Little: Ode To Pueblo Canyon

View during a hike along the south rim of Pueblo Canyon. Photo by KayLinda Crawford/ladailypost.com

By CINDY LITTLE
Los Alamos

As dread looms once again over us, La Mesa, Cerro Grande, Las Conchas, Cerro Pelado, I head out for my morning walk. More than 30y years I have done this, before there were bridges, when the trails were almost invisible.

Every day I go out into the rocks and trees, sometimes in snow or ice, sometimes in glaring sun, sometimes in rain.

I see the mountain lion tracks in the snow, and the bluebirds flitting about. Occasionally a bear lumbers in the path below me, or a fox is sunning on a rock, or the bobcat, strutting across the high bridge like the king of the jungle.

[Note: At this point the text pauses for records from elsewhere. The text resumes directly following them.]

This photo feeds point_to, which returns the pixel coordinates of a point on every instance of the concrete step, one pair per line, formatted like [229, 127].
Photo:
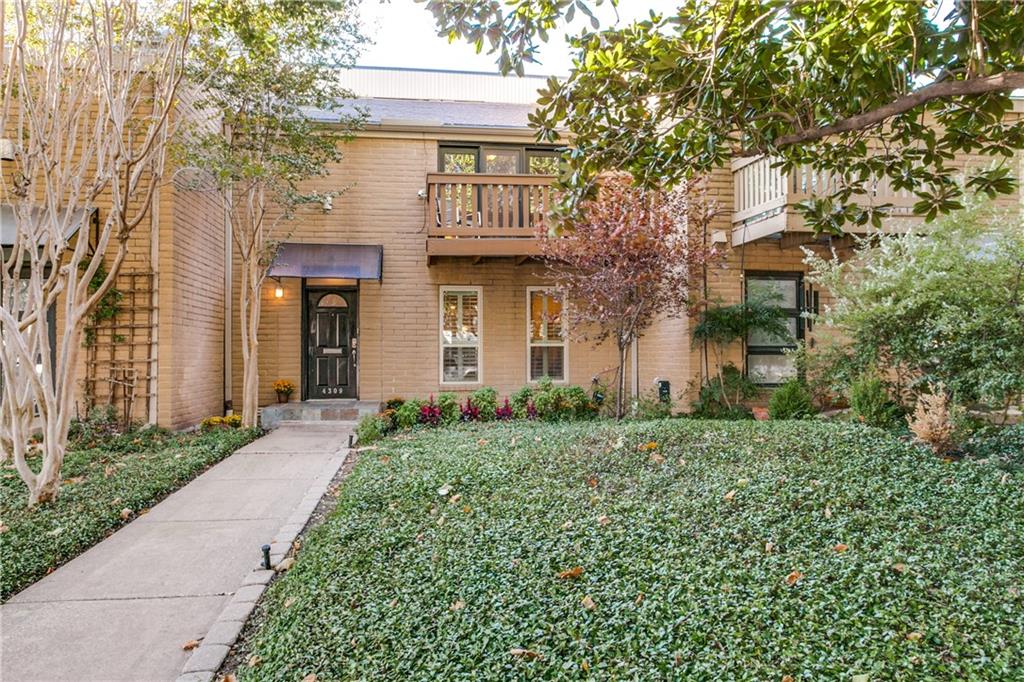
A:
[275, 415]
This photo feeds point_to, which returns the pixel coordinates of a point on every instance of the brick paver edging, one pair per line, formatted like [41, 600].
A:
[208, 656]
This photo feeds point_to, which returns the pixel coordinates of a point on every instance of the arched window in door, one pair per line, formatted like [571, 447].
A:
[332, 301]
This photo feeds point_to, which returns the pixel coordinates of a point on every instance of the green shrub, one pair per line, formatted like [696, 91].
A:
[408, 415]
[650, 406]
[520, 399]
[721, 396]
[869, 402]
[791, 400]
[561, 403]
[1003, 443]
[485, 399]
[449, 402]
[371, 428]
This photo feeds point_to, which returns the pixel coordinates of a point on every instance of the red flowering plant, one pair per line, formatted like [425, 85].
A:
[430, 413]
[504, 413]
[470, 413]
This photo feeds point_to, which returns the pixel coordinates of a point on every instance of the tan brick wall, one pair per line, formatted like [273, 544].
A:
[192, 308]
[399, 316]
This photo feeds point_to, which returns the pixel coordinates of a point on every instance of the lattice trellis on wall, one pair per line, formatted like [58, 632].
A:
[121, 355]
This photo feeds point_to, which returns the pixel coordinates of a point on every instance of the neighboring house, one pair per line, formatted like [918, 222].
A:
[161, 357]
[422, 276]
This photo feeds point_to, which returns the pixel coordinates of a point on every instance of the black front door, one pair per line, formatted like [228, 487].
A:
[331, 344]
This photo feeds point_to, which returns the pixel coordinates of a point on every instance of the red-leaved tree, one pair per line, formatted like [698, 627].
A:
[627, 257]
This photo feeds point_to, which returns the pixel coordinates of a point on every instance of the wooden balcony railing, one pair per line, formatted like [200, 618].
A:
[765, 198]
[471, 214]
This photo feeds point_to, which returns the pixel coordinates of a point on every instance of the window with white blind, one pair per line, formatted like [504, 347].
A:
[545, 336]
[462, 335]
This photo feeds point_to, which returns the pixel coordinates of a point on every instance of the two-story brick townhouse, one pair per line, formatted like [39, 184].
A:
[422, 276]
[160, 359]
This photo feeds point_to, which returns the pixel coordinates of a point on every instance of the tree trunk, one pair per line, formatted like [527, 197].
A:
[621, 390]
[249, 310]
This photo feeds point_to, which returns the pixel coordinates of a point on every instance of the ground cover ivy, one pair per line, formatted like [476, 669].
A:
[676, 549]
[102, 478]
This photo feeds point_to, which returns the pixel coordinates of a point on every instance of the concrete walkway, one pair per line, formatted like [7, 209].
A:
[123, 609]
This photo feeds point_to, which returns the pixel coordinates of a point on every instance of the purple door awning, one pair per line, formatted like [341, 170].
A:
[348, 261]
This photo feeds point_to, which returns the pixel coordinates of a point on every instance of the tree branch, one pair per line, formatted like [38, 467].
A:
[1010, 80]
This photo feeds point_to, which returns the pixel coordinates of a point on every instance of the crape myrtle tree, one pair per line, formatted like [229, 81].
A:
[627, 257]
[87, 94]
[264, 66]
[863, 89]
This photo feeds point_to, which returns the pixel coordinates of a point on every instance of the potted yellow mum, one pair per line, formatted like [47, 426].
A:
[284, 388]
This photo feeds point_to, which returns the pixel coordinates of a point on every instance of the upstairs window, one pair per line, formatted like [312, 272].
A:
[545, 335]
[498, 159]
[462, 335]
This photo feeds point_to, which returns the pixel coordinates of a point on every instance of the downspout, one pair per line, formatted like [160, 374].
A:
[228, 378]
[154, 371]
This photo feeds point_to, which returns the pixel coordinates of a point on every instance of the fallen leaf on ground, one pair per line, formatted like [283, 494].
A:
[525, 653]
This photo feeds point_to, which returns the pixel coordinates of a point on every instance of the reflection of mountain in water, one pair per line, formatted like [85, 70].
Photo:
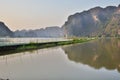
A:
[98, 54]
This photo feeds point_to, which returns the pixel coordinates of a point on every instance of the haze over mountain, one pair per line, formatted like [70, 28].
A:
[94, 22]
[52, 32]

The people are hikers and runners mostly, many of us with dogs. Occasionally I see a bike, but the bikers are usually out in the afternoon. I know the dogs, Willow, Snoopy, Roo, Wanda, Tater, but often not the people. Typical dog person. Four dogs have shared my life and my love of the canyon, Penny, Abby, Nellie, and now Annie.

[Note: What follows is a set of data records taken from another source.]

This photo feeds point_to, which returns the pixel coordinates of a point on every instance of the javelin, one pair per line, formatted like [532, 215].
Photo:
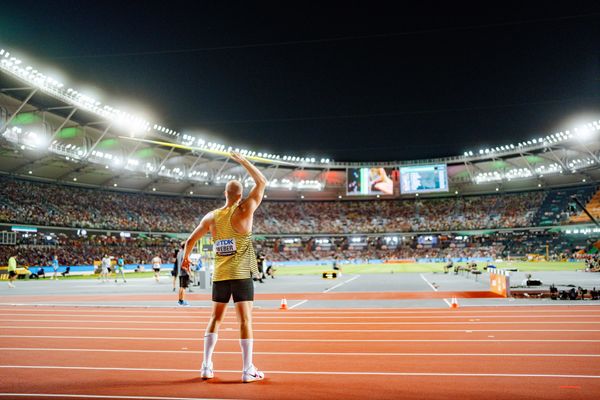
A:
[218, 152]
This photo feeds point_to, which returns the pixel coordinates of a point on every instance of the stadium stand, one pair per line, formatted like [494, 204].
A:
[44, 204]
[555, 207]
[593, 206]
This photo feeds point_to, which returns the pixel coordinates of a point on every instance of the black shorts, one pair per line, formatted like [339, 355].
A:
[240, 289]
[184, 281]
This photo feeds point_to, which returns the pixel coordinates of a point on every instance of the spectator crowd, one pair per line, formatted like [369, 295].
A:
[42, 204]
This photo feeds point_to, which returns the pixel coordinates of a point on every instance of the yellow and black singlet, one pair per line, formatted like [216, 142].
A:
[234, 254]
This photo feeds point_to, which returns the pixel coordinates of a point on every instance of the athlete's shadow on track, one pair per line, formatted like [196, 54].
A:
[216, 381]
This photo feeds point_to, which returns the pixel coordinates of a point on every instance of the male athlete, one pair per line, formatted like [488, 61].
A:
[235, 262]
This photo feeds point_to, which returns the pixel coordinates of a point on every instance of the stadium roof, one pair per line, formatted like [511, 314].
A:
[54, 132]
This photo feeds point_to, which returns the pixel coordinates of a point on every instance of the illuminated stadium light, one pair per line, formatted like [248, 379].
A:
[580, 163]
[201, 176]
[72, 152]
[584, 132]
[484, 177]
[517, 173]
[31, 75]
[582, 231]
[25, 138]
[553, 168]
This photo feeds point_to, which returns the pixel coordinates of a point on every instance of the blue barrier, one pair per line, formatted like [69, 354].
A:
[90, 268]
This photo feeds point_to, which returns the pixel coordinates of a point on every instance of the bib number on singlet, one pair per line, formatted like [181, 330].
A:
[225, 247]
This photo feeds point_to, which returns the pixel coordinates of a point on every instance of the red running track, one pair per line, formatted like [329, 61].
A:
[477, 352]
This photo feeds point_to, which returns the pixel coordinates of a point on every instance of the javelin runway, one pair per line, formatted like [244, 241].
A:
[506, 352]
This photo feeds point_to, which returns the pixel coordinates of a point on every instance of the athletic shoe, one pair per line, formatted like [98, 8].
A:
[252, 375]
[207, 372]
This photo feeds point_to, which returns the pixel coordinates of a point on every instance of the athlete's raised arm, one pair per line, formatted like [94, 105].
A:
[260, 182]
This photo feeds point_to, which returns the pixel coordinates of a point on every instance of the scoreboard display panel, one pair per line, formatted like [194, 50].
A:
[369, 181]
[424, 179]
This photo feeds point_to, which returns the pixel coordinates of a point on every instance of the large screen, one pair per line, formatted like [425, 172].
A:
[369, 181]
[424, 179]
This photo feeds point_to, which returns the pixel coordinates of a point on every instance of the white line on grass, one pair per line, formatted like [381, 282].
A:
[369, 354]
[340, 284]
[373, 373]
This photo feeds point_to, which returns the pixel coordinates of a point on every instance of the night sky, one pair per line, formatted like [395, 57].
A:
[352, 81]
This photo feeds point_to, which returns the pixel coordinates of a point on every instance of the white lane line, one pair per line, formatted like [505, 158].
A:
[76, 321]
[292, 307]
[99, 396]
[340, 284]
[88, 328]
[374, 373]
[279, 315]
[434, 288]
[369, 354]
[311, 340]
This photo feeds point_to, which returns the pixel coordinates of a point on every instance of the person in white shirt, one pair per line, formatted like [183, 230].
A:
[105, 268]
[156, 262]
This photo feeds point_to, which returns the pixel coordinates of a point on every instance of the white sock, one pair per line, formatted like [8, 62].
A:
[210, 340]
[246, 345]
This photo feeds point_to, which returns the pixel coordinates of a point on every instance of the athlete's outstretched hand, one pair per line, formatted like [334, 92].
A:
[238, 157]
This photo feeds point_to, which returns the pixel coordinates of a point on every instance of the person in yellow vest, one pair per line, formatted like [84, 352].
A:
[235, 262]
[12, 271]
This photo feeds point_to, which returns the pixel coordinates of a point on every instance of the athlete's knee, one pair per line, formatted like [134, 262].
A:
[245, 321]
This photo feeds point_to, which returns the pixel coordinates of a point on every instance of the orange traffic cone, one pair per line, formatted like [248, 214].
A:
[454, 303]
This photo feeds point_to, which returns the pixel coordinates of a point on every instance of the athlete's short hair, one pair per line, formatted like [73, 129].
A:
[234, 188]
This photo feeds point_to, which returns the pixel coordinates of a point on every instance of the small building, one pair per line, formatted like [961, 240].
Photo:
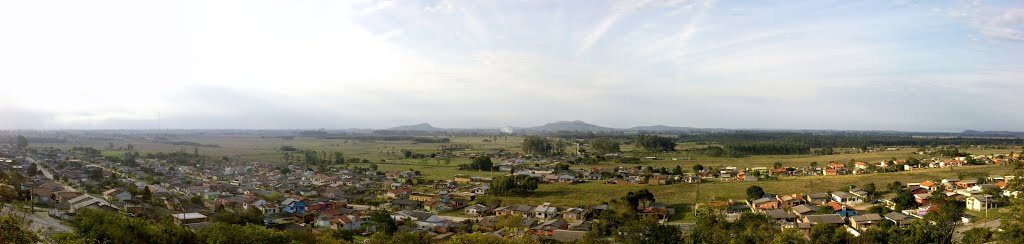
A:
[846, 198]
[864, 221]
[980, 202]
[899, 218]
[188, 217]
[478, 210]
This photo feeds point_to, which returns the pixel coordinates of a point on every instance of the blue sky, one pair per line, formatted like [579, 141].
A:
[920, 66]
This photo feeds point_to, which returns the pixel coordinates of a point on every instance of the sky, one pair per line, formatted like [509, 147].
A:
[912, 66]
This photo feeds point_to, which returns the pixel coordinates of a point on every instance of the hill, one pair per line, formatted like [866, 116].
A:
[574, 125]
[417, 127]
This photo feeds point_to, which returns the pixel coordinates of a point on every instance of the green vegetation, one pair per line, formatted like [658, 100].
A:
[14, 228]
[603, 146]
[22, 141]
[508, 185]
[650, 143]
[851, 139]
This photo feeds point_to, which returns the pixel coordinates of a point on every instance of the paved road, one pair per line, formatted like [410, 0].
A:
[48, 174]
[41, 221]
[958, 233]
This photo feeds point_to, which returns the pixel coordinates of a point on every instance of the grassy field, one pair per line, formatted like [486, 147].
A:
[684, 194]
[243, 148]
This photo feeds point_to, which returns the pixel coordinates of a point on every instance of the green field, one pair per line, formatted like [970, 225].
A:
[388, 157]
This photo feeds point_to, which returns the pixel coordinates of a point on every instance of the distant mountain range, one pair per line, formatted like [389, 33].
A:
[417, 127]
[574, 125]
[581, 126]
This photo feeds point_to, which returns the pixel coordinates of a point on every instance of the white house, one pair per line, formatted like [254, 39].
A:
[980, 202]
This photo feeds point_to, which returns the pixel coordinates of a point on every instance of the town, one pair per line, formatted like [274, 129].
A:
[357, 200]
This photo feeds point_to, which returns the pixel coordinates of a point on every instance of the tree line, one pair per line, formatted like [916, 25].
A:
[840, 139]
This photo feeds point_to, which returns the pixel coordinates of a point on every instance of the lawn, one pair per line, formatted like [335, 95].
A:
[684, 194]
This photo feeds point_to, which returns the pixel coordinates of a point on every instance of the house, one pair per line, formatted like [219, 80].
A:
[422, 197]
[846, 198]
[477, 210]
[567, 236]
[864, 221]
[658, 211]
[547, 228]
[89, 201]
[463, 178]
[928, 185]
[482, 190]
[398, 193]
[818, 198]
[791, 200]
[574, 214]
[967, 184]
[921, 198]
[658, 179]
[807, 221]
[545, 211]
[132, 206]
[765, 203]
[188, 217]
[64, 196]
[781, 216]
[980, 202]
[406, 204]
[899, 218]
[268, 208]
[566, 178]
[432, 224]
[803, 209]
[515, 210]
[348, 221]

The canyon is my solace, my sanity, my joy. In times of grief, it offers beauty and consolation. In times of fire, it is a place to still be outdoors. In the time of pandemic, it was an escape. Every day, it is my steadying force, giving me strength and hope to go on. But it doesn’t belong to me.

Pueblo Canyon, and all the beautiful canyons and open spaces, belong to all of us, and to the children who haven’t even been born, and to the Pueblo people who were here long before us. But most of all, the canyon belongs to the animals and the trees and the rocks and the stream.

It is a miracle that this natural beauty is still around us, right in the middle of civilization, in spite of civilization. I know it could all be gone in a day by fire, or across decades by the County, with unnecessary roads to overkill tunnels under Diamond Drive, and staging sites for paving projects in so many trailheads that never get remediated, and dumping areas for fill dirt, and sewage plants and so many other things, even housing or a bike racetrack.

My plea is that everyone who can, go out there and see what we have, before it is lost. Get out of your car and walk across the Pueblo Canyon fill bridge. Look out at the trees and the cliffs, and the views of the Sangre de Cristo and Jemez mountains. Stop at the overlook on the Main Hill Road and get out and look at the mesas and the endless vistas. Better yet, go hike the Pueblo Bench Trail loop, and go toward Acid Canyon, where the cliffs are both terrifying and glorious.

Really look at what we have and glory in it, because in a moment, in a twinkling of an eye, it will all be changed.